TwoPhaseCommitSinkFunction在收到Checkpoint barrier,开始做自身Checkpoint之前,对Sink做pre-commit,在整个系统制作Checkpoint的同时让下游Sink开始执行预提交;同时对Sink做一个begin transaction,开启下一个事务,由于在制作Checkpoint的过程中,Flink仍然可以继续处理后面的消息,这样就能保证后续消息在下一个事务周期中;完成自身Checkpoint后,收到JobManager发来的NotifyCheckpointComplete消息时,对Sink做commit,完成两阶段提交的过程,此时这个周期发送的数据才会对下游的消费者可见。

对着代码我们再来过一下这个过程:

@Override
public void snapshotState(FunctionSnapshotContext context) throws Exception {
	// this is like the pre-commit of a 2-phase-commit transaction
	// we are ready to commit and remember the transaction

	checkState(currentTransactionHolder != null, "bug: no transaction object when performing state snapshot");

	long checkpointId = context.getCheckpointId();
	LOG.debug("{} - checkpoint {} triggered, flushing transaction '{}'", name(), context.getCheckpointId(), currentTransactionHolder);

	preCommit(currentTransactionHolder.handle);
	pendingCommitTransactions.put(checkpointId, currentTransactionHolder);
	LOG.debug("{} - stored pending transactions {}", name(), pendingCommitTransactions);

	currentTransactionHolder = beginTransactionInternal();
	LOG.debug("{} - started new transaction '{}'", name(), currentTransactionHolder);

	state.clear();
	state.add(new State<>(
		this.currentTransactionHolder,
		new ArrayList<>(pendingCommitTransactions.values()),
		userContext));
}

snapshotState继承自CheckpointedFunction接口,也就是收到checkpoint barrier后,执行自身状态checkpoint的函数。可以看到,首先对currentTransaction执行了Pre-Commit,并将currentTransaction放入pendingCommitTransactions中,同时开启了新的Transaction作为currentTransaction,最后将currentTransaction和pendingCommitTransactions都作为自身状态放入checkpoint中(这里将事务信息也放入状态中,可以保证从Checkpoint恢复时能继续之前的事务)。

@Override
public final void notifyCheckpointComplete(long checkpointId) throws Exception {
	// the following scenarios are possible here
	//
	//  (1) there is exactly one transaction from the latest checkpoint that
	//      was triggered and completed. That should be the common case.
	//      Simply commit that transaction in that case.
	//
	//  (2) there are multiple pending transactions because one previous
	//      checkpoint was skipped.
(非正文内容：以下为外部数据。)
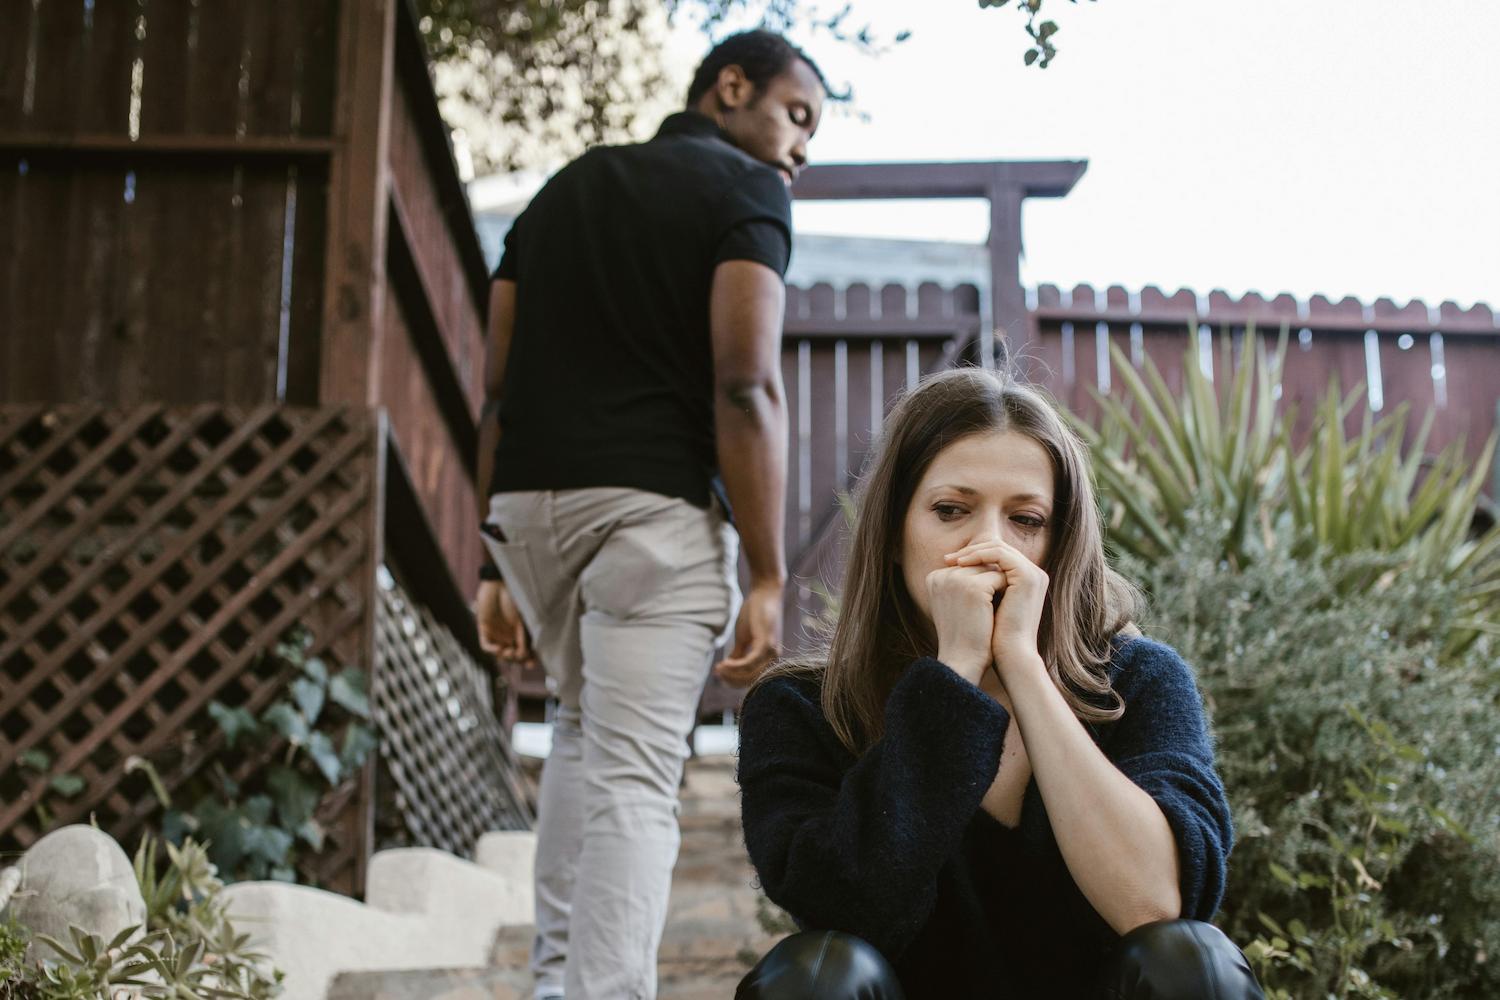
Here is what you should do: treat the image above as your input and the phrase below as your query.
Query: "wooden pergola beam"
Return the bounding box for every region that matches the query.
[792,159,1088,366]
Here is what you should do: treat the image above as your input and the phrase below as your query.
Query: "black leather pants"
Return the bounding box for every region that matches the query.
[735,920,1265,999]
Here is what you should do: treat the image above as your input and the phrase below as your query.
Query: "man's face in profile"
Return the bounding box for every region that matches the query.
[720,59,825,185]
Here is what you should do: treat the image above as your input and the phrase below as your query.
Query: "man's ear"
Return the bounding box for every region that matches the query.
[713,64,754,111]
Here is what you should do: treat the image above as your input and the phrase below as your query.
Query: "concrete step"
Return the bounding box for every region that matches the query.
[327,965,530,1000]
[327,960,749,1000]
[225,833,537,1000]
[328,756,775,1000]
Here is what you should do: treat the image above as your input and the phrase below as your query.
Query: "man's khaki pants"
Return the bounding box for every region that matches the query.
[482,487,739,1000]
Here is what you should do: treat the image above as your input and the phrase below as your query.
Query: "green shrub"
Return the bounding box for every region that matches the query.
[1069,332,1500,996]
[1122,521,1499,998]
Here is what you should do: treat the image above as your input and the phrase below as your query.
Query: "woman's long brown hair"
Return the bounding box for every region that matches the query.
[751,366,1142,755]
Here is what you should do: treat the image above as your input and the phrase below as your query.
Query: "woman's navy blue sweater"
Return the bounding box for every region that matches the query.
[736,636,1234,998]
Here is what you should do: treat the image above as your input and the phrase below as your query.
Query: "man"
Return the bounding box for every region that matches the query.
[473,30,827,1000]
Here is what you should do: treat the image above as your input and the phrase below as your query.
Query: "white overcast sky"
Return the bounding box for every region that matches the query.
[659,0,1499,309]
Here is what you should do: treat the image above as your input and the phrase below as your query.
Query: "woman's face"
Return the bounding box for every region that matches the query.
[899,430,1056,627]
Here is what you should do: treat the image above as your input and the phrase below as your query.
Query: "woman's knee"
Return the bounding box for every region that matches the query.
[1096,919,1264,1000]
[736,930,906,1000]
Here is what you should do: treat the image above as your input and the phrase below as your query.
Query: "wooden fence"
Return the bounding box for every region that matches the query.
[0,405,532,889]
[1029,283,1500,469]
[0,0,486,588]
[0,406,379,889]
[708,280,1500,693]
[1,0,527,891]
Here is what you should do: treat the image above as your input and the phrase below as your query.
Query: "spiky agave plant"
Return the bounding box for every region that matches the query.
[1069,322,1500,650]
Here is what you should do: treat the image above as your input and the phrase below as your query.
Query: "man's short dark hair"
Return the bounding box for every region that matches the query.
[686,30,830,107]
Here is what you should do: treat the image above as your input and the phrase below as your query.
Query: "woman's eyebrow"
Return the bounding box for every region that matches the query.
[926,484,1052,505]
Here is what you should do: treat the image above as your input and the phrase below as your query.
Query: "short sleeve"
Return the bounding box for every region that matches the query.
[714,164,793,276]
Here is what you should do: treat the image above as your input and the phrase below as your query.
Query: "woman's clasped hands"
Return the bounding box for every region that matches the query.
[926,535,1049,686]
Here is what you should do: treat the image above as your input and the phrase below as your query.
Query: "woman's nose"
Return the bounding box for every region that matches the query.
[966,510,1005,546]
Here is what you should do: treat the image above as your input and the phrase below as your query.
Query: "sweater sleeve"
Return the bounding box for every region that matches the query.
[1107,639,1235,920]
[737,658,1009,959]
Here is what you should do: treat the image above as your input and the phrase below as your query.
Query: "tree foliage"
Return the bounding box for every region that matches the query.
[415,0,1089,173]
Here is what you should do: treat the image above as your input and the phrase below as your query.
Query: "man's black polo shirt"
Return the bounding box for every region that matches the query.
[488,111,793,509]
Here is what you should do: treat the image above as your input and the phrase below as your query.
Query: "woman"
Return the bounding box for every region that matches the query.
[735,368,1262,999]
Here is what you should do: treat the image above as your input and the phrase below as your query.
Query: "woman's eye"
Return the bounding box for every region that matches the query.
[1013,515,1046,530]
[933,504,965,521]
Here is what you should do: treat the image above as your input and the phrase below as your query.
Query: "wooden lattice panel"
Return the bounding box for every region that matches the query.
[0,405,377,891]
[374,566,533,856]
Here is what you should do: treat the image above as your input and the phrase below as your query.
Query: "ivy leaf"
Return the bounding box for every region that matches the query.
[329,669,371,720]
[242,824,293,867]
[262,703,309,746]
[208,701,261,750]
[307,732,342,785]
[161,809,194,844]
[195,800,245,873]
[267,765,319,829]
[1024,48,1039,65]
[49,773,86,798]
[291,678,325,727]
[301,656,329,686]
[340,724,379,771]
[243,795,274,826]
[297,819,326,851]
[19,748,50,771]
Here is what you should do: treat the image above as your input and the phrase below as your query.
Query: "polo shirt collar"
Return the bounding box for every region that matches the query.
[654,110,733,145]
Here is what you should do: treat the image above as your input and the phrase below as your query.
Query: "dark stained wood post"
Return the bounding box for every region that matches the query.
[791,160,1087,371]
[988,181,1025,367]
[319,0,398,407]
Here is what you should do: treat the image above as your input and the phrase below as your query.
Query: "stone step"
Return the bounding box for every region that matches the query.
[328,756,774,999]
[327,960,750,1000]
[327,966,530,1000]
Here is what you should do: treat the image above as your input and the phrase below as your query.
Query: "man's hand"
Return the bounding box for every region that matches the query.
[714,580,784,687]
[475,579,535,666]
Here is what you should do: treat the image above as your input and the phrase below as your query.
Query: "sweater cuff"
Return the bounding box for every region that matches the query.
[885,657,1011,796]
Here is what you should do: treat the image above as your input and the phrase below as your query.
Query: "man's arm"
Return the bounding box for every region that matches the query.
[476,278,517,498]
[710,260,789,685]
[474,278,532,665]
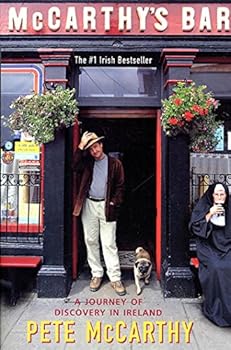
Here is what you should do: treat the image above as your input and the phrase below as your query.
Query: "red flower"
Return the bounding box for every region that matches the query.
[192,105,201,113]
[192,105,207,116]
[168,117,179,125]
[198,108,209,116]
[184,111,194,122]
[199,107,205,116]
[178,121,185,127]
[174,98,183,106]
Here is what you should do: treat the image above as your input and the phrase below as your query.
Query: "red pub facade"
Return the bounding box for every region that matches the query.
[1,0,231,299]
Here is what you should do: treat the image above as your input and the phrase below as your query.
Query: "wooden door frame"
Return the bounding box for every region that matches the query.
[72,120,80,280]
[155,111,162,280]
[72,108,162,280]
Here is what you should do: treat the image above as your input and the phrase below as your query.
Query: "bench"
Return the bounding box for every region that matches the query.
[0,256,42,305]
[189,238,202,296]
[190,257,199,269]
[189,257,201,296]
[189,237,199,267]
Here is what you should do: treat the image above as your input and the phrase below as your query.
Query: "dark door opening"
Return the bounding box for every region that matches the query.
[80,114,156,259]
That is a rare case, but can happen
	//      for example when:
	//
	//        - the master cannot persist the metadata of the last
	//          checkpoint (temporary outage in the storage system) but
	//          could persist a successive checkpoint (the one notified here)
	//
	//        - other tasks could not persist their status during
	//          the previous checkpoint, but did not trigger a failure because they
	//          could hold onto their state and could successfully persist it in
	//          a successive checkpoint (the one notified here)
	//
	//      In both cases, the prior checkpoint never reach a committed state, but
	//      this checkpoint is always expected to subsume the prior one and cover all
	//      changes since the last successful one. As a consequence, we need to commit
	//      all pending transactions.
	//
	//  (3) Multiple transactions are pending, but the checkpoint complete notification
	//      relates not to the latest. That is possible, because notification messages
	//      can be delayed (in an extreme case till arrive after a succeeding checkpoint
	//      was triggered) and because there can be concurrent overlapping checkpoints
	//      (a new one is started before the previous fully finished).
	//
	// ==> There should never be a case where we have no pending transaction here
	//
	Iterator<Map.Entry<Long, TransactionHolder<TXN>>> pendingTransactionIterator = pendingCommitTransactions.entrySet().iterator();
	checkState(pendingTransactionIterator.hasNext(), "checkpoint completed, but no transaction pending");
	Throwable firstError = null;

	while (pendingTransactionIterator.hasNext()) {
		Map.Entry<Long, TransactionHolder<TXN>> entry = pendingTransactionIterator.next();
		Long pendingTransactionCheckpointId = entry.getKey();
		TransactionHolder<TXN> pendingTransaction = entry.getValue();
		if (pendingTransactionCheckpointId > checkpointId) {
			continue;
		}

		LOG.info("{} - checkpoint {} complete, committing transaction {} from checkpoint {}",
			name(), checkpointId, pendingTransaction, pendingTransactionCheckpointId);

		logWarningIfTimeoutAlmostReached(pendingTransaction);
		try {
			commit(pendingTransaction.handle);
		} catch (Throwable t) {
			if (firstError == null) {
					firstError = t;
			}
		}

		LOG.debug("{} - committed checkpoint transaction {}", name(), pendingTransaction);

		pendingTransactionIterator.remove();
	}

	if (firstError != null) {
		throw new FlinkRuntimeException("Committing one of transactions failed, logging first encountered failure",
			firstError);
	}
}

notifyCheckpointComplete接口继承自CheckpointListener,就是收到JobManager发送的NotifyCheckpointComplete消息时执行的函数。这个函数就是简单的将所有pendingTransactions Commit掉。函数的注释解释了一般情况下pendingTransactions应该只有一个,即刚触发的snapshotState中Pre-Commit的pendingTransaction,但也有可能出现多个pendingTransactions的情况,比如上一次checkpoint之后的NotifyCheckpointComplete消息晚到了的情况。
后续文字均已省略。